Qualquer outro assunto, qualquer outro tema, qualquer outro conhecimento a que qualquer pessoa tenha acesso segue, com poucas e específicas variações, as mesmas regras que vimos quanto ao conhecimento sobre as formigas adquiridos por Zé. Então, para sermos razoáveis, não podemos aceitar nenhuma informação como verdade antes de termos embasamento mais confiável do que a palavra de uma pessoa que não apresente mais do que uma opinião baseada somente em experiências pessoas restritas, por mais amada e confiável que essa pessoa seja para nós. E mais, devemos ter a humildade de aceitar que mesmo nosso conhecimento mais embasado, na maior parte dos casos, está longe de ser tudo o que se pode saber a respeito daquele assunto.

Portanto, quer opinar sobre algo? Informe-se! Quer argumentar sobre uma opinião que tenha? Pesquise!
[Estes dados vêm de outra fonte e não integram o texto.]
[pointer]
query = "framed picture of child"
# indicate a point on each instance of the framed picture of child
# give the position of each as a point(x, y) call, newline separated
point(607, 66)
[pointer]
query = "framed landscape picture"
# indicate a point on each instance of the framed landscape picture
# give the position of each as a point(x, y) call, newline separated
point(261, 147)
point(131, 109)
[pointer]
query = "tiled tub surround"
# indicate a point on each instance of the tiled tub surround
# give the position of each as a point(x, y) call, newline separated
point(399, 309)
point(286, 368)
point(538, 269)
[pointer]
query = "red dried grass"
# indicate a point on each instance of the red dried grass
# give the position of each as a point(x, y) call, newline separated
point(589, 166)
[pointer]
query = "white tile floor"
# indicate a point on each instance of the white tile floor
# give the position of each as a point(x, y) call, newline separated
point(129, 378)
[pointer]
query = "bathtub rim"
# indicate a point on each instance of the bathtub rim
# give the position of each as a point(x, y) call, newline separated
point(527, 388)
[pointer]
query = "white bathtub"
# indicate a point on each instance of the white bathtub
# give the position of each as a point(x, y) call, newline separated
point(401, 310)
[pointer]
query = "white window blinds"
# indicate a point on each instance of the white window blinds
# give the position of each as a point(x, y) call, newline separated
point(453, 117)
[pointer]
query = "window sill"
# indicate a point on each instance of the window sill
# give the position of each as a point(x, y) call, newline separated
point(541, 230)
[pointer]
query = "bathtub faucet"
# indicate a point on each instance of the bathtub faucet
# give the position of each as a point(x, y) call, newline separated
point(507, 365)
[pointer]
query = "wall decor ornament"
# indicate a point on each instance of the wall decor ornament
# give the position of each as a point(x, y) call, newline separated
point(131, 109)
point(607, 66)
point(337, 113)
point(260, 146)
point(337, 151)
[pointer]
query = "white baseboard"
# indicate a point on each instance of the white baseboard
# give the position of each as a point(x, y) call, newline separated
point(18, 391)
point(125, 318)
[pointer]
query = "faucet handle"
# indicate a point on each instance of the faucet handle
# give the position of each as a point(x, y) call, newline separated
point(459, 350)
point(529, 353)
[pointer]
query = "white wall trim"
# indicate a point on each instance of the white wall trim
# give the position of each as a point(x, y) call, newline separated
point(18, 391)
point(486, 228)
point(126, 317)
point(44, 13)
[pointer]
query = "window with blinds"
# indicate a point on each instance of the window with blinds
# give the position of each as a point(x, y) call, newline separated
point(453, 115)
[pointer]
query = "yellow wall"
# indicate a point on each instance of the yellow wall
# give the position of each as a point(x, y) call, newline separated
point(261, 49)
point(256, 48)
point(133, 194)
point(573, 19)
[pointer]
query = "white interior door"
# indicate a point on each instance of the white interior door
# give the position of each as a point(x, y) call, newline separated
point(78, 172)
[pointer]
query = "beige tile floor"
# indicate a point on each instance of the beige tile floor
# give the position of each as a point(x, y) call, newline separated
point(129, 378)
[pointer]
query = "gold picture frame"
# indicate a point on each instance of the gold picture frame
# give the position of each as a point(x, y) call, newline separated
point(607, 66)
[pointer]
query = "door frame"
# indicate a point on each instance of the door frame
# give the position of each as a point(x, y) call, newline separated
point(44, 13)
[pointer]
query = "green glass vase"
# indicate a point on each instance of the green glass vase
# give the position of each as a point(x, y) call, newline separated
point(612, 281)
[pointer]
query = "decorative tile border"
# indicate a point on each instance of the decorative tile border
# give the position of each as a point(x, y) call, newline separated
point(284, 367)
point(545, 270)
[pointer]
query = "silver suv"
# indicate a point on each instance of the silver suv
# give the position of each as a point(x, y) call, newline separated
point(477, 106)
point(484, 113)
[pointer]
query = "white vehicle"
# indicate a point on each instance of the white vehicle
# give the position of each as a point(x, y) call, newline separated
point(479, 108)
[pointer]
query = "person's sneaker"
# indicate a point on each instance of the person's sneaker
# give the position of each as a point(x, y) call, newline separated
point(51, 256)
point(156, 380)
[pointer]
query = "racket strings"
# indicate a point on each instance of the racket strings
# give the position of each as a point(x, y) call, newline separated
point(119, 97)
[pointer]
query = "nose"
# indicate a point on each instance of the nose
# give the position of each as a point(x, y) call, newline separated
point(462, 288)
Se o assunto admite posições contrárias, ouça o outro lado com respeito porque sempre existe a possibilidade de a outra pessoa ter alguma informação que você não tem; daí você poderá aprender mais. E, finalmente, quer saber tudo o que há para saber sobre algo? Dedique muitos anos ao estudo daquele assunto, torne-se um especialista, só aí sua palavra poderá servir como referência. E saiba: Se você estudar muito e muito a fundo um assunto, descobrirá que nunca vai saber “tudo o que é possível saber sobre isso”. Mas, estudando muito sobre um assunto você poderá se tornar um dos degraus na escada do conhecimento; essa escada infinita que os estudiosos do futuro percorrerão, avançando mais um pouco, graças ao que você aprendeu e ensinou.

Duvide sempre de toda e qualquer informação que seja dada com a roupa estreita da “verdade definitiva”.